Google’s Bard chatbot has upgraded with AI image generation, competing with rivals like ChatGPT Plus. Users can easily visit the site, give a prompt for image creation, and see the magic happen.
Google has made Bard a strong rival to OpenAI’s ChatGPT Plus, famous for its GPT-4 and DALL-E 3 integration, allowing users to create images. Previously, Bard lacked text-to-image features, giving ChatGPT Plus a slight edge.
However, the latest update brings Imagen 2 to Bard, and the best part is that users can now use this feature for free, unlike ChatGPT Plus, which requires a paid subscription.
The current version is limited to basic photos, with future enhancements expected, and is available in English.
Creating AI Images with Google Bard is Simple:
- Visit Google Bard.
- Sign in with your Google account.
- Type a description like “Create an image of a cat on top of a car” in the prompt box.
- Bard will quickly generate custom images based on your description.
Google focuses on responsibility in image creation by adding safety features to Bard. They include watermarking embedded into AI-generated photos to show they’re artificial.

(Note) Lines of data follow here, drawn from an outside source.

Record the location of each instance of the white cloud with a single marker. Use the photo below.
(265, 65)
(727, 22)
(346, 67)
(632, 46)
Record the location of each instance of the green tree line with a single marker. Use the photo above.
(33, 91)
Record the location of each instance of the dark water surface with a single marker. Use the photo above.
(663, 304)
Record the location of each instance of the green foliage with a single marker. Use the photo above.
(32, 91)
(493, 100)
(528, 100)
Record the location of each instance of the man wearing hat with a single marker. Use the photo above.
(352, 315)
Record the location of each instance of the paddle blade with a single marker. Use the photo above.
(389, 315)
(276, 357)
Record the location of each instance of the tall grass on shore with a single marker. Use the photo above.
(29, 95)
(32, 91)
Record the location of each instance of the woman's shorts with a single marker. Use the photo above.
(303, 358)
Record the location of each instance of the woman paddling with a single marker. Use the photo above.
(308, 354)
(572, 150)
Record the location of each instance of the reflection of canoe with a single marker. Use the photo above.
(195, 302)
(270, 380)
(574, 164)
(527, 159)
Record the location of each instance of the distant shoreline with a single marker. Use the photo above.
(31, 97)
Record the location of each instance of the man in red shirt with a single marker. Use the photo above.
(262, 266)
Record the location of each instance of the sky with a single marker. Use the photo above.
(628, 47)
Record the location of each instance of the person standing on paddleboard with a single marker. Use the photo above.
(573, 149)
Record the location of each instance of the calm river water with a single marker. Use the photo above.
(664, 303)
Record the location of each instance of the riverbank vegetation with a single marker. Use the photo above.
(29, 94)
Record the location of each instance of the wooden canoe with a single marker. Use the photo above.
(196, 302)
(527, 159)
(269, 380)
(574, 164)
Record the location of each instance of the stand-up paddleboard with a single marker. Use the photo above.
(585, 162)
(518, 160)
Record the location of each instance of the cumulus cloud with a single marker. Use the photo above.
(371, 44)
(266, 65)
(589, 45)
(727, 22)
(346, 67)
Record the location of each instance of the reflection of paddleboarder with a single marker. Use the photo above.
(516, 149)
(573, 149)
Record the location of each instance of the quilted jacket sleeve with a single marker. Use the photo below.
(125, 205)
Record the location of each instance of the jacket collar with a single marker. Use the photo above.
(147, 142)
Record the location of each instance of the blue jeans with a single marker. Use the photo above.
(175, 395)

Also, technical and safety measures are in place to prevent making images with recognizable people, containing violent, offensive, or sexually explicit content, or harmful content, encouraging responsible use.
Google has launched more creation tools alongside Bard. One of these is ImageFX, an experimental photo tool driven by Imagen 2. ImageFX allows users to create images from basic text prompts, supporting exploration in generative AI.
User feedback from ImageFX directly informs Google engineers, aiding in making improvements. Like Bard, all images created with ImageFX will bear the SynthID watermark.
Google intends to integrate Imagen 2 into other products such as Search, Ads, Workspace, and Cloud.
Last December, Google launched Gemini Pro, an AI model that can do many tasks. It can understand and respond to natural language, generate text, translate languages, write creative content, and process complex texts with a 32k context window.